別名、1,2,3,4-テトラヒドロナフタレン (英: 1,2,3,4-tetrahydronaphthalene) とも呼ばれます。ナフタレンの一方のベンゼン環が水素化されて飽和していますが、他方はベンゼン環のまま残っています。
そのため、脂肪族と芳香族の両方の性質を持つことが特徴です。天然では石炭タール油に含まれており、消防法にて「第4類引火性液体」に指定されています。
テトラリンの使用用途
テトラリンは、主に、塗料用の溶剤として利用される他、油脂・脂肪・樹脂・ゴム・ロウ・接着剤等の溶剤としても用いられています。また、機械部品等の油脂の洗浄剤としても使用可能です。特に、浸透力が大きいため、通常の溶剤では洗浄しにくい細かい部分の洗浄を得意としています。
他にも医薬中間体を作る際の反応溶媒としても用いられています。さらに、水素化することによって、デカリンが生成されるため、その合成原料として利用可能です。その他、臭素と反応することによって、臭化水素を発生するため、臭化水素の実験室的製造に使用されることもあります。
テトラリンの性質
テトラリンは、水には溶けず、エタノール・エーテル・ベンゼン等の有機溶媒に溶けます。融点は-35.8°C、沸点は206-208°C、引火点は77°C、発火点は385°Cです。
酸化されると無水フタル酸となり、脱水素されるとナフタレンを生成します。空気によって酸化されやすいです。酸化によって爆発性のテトラリンヒドロペルオキシド (英: tetralin hydroperoxide) が生じます。
テトラリンヒドロペルオキシドは、1-ヒドロペルオキシ-1,2,3,4-テトラヒドロナフタレン (英: 1-hydroperoxy-1,2,3,4-tetrahydronaphthalene) とも呼ばれます。したがって、古いテトラリンを蒸留する際には注意が必要です。
テトラリンの構造
テトラリンの化学式はC10H12です。モル質量は132.2g/molで、密度は0.970g/cm3です。
芳香族炭化水素の1種であり、炭素の骨格がナフタレンと似ていますが、片方の環は水素化され飽和した構造となっています。
テトラリンのその他情報
1. テトラリンの合成法
図2. テトラリンの合成法
ニッケル触媒を用いて、ナフタレンを水素化することによってテトラリンは得られます。α-テトラロンの亜鉛アマルガムと塩酸による、クレメンゼン還元という方法でも生成可能です。

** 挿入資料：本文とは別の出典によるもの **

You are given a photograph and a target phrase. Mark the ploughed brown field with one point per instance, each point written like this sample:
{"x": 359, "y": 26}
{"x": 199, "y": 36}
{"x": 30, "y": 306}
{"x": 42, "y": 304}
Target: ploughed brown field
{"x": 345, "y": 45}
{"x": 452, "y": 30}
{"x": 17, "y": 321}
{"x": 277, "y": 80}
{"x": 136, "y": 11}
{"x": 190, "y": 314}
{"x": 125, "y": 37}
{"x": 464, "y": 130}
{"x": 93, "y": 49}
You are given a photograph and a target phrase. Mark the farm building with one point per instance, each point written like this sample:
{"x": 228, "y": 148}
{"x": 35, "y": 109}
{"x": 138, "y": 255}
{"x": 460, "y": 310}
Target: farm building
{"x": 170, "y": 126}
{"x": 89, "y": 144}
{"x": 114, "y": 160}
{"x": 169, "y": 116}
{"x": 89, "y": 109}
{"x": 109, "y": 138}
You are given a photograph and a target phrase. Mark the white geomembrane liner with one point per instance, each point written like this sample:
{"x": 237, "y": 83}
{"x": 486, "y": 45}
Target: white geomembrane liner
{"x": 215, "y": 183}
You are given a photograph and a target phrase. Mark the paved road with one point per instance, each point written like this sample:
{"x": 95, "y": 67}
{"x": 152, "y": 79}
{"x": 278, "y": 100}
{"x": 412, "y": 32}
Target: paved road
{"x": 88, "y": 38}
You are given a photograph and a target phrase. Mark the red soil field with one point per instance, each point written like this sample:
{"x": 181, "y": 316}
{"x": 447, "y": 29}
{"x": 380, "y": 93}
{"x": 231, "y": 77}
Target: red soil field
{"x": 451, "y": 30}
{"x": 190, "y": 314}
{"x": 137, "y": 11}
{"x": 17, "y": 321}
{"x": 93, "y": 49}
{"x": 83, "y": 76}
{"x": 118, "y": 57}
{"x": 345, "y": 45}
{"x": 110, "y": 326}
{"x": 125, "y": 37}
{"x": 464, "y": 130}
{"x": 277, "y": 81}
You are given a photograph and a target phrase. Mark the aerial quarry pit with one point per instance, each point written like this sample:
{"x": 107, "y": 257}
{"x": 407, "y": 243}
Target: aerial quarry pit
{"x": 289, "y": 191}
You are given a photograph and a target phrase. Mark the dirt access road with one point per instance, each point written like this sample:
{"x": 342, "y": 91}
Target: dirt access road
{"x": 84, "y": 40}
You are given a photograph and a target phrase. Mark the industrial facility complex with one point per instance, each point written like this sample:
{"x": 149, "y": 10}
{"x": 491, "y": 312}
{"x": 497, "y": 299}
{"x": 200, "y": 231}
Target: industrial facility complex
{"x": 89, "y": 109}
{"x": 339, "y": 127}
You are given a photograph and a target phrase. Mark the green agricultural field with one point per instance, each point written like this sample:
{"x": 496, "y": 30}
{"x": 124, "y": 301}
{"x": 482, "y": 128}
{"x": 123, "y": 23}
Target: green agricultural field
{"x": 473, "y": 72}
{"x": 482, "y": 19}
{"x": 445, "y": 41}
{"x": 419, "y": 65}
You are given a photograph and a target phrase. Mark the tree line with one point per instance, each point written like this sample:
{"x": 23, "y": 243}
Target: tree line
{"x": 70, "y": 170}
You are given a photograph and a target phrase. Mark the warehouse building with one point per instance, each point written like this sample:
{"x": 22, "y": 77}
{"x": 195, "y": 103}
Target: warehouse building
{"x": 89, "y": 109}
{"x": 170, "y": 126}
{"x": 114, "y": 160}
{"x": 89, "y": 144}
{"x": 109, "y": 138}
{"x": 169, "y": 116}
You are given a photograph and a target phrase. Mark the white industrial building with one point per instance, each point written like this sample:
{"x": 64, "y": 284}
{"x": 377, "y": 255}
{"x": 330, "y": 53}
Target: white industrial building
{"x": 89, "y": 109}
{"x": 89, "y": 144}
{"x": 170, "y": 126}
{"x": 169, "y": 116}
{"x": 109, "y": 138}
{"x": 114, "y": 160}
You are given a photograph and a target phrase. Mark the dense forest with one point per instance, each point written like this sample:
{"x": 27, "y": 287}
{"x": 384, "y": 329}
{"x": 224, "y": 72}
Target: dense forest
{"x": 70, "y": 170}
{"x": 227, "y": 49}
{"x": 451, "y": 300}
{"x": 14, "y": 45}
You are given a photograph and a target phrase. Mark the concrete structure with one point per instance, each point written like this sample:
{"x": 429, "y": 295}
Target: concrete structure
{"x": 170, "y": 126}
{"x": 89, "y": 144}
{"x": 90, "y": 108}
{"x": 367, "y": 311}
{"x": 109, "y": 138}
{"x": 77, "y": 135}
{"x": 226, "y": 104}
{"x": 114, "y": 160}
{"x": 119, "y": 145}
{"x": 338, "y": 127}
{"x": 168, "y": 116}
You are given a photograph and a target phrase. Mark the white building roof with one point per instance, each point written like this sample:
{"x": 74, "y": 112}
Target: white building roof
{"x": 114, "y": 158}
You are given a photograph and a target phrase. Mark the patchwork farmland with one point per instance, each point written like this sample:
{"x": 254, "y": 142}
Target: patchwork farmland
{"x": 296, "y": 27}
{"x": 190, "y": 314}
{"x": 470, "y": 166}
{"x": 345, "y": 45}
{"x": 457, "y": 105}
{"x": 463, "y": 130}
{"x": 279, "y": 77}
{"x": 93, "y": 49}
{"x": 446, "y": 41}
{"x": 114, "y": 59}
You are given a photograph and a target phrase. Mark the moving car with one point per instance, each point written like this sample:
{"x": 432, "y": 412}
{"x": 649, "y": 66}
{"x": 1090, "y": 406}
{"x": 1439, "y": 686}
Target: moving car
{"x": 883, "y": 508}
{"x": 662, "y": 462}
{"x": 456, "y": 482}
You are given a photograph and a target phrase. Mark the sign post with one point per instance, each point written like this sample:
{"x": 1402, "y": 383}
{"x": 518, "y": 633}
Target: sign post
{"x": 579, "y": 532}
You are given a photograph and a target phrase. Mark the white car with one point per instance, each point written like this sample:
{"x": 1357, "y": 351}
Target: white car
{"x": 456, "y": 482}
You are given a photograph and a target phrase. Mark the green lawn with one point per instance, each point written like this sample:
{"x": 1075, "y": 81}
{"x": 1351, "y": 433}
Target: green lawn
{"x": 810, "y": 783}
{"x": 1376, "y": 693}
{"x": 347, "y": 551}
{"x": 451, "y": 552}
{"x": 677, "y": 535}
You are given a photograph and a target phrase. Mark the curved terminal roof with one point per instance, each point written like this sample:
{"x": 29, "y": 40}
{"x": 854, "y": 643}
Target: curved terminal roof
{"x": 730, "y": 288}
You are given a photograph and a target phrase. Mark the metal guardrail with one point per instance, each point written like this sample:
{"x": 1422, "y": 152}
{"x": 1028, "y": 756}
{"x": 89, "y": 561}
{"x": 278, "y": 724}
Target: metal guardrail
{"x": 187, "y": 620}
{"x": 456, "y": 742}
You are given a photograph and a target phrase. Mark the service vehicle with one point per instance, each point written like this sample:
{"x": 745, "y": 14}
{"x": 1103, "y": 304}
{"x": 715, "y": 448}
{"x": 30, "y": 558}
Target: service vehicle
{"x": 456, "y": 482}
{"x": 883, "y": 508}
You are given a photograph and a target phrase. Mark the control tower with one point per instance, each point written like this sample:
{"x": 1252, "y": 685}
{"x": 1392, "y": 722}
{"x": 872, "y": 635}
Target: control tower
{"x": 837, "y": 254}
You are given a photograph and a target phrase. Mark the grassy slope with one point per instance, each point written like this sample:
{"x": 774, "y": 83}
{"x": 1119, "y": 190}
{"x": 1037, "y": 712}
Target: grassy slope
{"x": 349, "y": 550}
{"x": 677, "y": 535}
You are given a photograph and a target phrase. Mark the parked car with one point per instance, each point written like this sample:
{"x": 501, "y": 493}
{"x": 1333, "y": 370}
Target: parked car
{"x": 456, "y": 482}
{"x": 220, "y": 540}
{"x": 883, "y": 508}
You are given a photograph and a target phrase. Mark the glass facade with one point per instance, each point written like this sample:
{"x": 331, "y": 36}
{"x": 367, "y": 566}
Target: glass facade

古典的には、ダルツェンテトラリン合成 (英: Darzens tetralin synthesis) により生成できます。つまり4-アリール-1-ペンテンに硫酸を反応させることで、メチルテトラリン誘導体へと環化させる合成法です。
2. テトラリンのバーグマン環化による合成
図3. テトラリンのバーグマン環化による合成
テトラリン骨格は、正宗・バーグマン環化 (英: Masamune–Bergman cyclization) を用いても合成可能です。水素供与体存在下でエンジイン (英: enediyne) を加熱すると転位反応が起き、正宗・バーグマン環化芳香族化や正宗・バーグマン反応とも呼ばれています。
3. テトラリンのバーグマン環化の反応機構
正宗・バーグマン環化は、熱反応や200°C以上の熱分解によって起こります。まず反応性の高い短寿命のp-ベンザインビラジカル種が生じ、1,4-シクロヘキサジエンなどのあらゆる水素供与体と反応することが可能です。
例えば反応生成物は、四塩化炭素の場合には1,4-ジクロロベンゼンで、メタノールではベンジルアルコールになります。シクロデカ-3-エン-1,5-ジイン (英: cyclodec-3-en-1,5-diyne) のように、エンイン部分を有する10員環炭化水素環を用いると、反応物の環歪みが大きくなるため、37°C以下でも反応が起きます。